Based on the observation of increased levels of MIF in the CCI injury-induced CSF, we intrathecally administered rMIF to naïve animals to determine whether or not the exogenous MIF could mimic peripheral nerve injury-induced changes in nociceptive behaviors and cellular molecules. Although intrathecal injection of rMIF caused sensitization to mechanical and thermal stimuli and up-regulation of IL-8 and NR2B expression, we still cannot exclude the possibility of CSF MIF functioning separately from the MIF produced within the spinal tissue locally, or that they play roles synergically. In the current study, microglial cells were found to be the functional site of locally produced MIF in the spinal cord dorsal horn, but how the CSF MIF exerting its function alone or in concert is not well investigated. With the fact that intrathecal administration of the small-molecule inhibitor of MIF prevented pain behavioral and cellular changes plus findings in MIF gene-modified animals, we can conclude, in part, that CSF MIF and tissue MIF function separately first, and then together, which should be confirmed by future studies.
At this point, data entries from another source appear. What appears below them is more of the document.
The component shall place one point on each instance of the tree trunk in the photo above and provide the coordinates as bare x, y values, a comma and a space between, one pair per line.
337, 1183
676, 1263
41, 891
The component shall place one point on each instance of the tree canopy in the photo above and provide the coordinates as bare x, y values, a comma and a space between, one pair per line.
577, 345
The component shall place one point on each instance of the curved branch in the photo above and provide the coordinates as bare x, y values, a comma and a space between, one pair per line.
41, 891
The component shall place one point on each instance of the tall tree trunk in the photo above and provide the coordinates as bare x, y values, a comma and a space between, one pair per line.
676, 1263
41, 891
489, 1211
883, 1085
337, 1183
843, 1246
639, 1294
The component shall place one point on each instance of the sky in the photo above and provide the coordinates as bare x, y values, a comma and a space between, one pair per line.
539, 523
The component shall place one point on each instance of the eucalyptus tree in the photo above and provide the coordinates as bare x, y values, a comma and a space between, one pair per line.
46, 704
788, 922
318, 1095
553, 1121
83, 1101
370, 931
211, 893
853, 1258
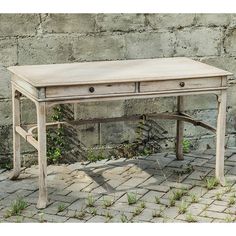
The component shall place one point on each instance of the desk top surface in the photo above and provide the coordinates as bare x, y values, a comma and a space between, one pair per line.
115, 71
Here, we, to our knowledge, are the first to identify spinal MIF as a major contributor to sciatic nerve injury-induced neuropathic pain-like hypersensitivity. We provide evidence that (i) intrathecal MIF inhibitor protected or reversed CCI-induced pain behaviors that were similar as was anti-MIF antibody; (ii) spinal MIF evoked activation of ERK1/2 signaling cascade by binding its transmembrane receptor, CD74; (iii) the expression of N -methyl-d-aspartic acid receptor was up-regulated after CCI, which could be blocked by the spinal MIF inhibitor; (iv) MIF gene mutation and exogenous rMIF could desensitize and mimic CCI-evoked pain responses and cellular changes, respectively; and (v) MIF-specific tautomerase inhibitor ISO-1 could effectively antagonize the biologic activities of MIF. Hence, spinal MIF may be a potential therapeutic target by inhibiting MIF-activated ERK1/2-N -methyl-d-aspartic acid receptor and/or -PGE2cascade during peripheral nerve injury induced neuropathic pain.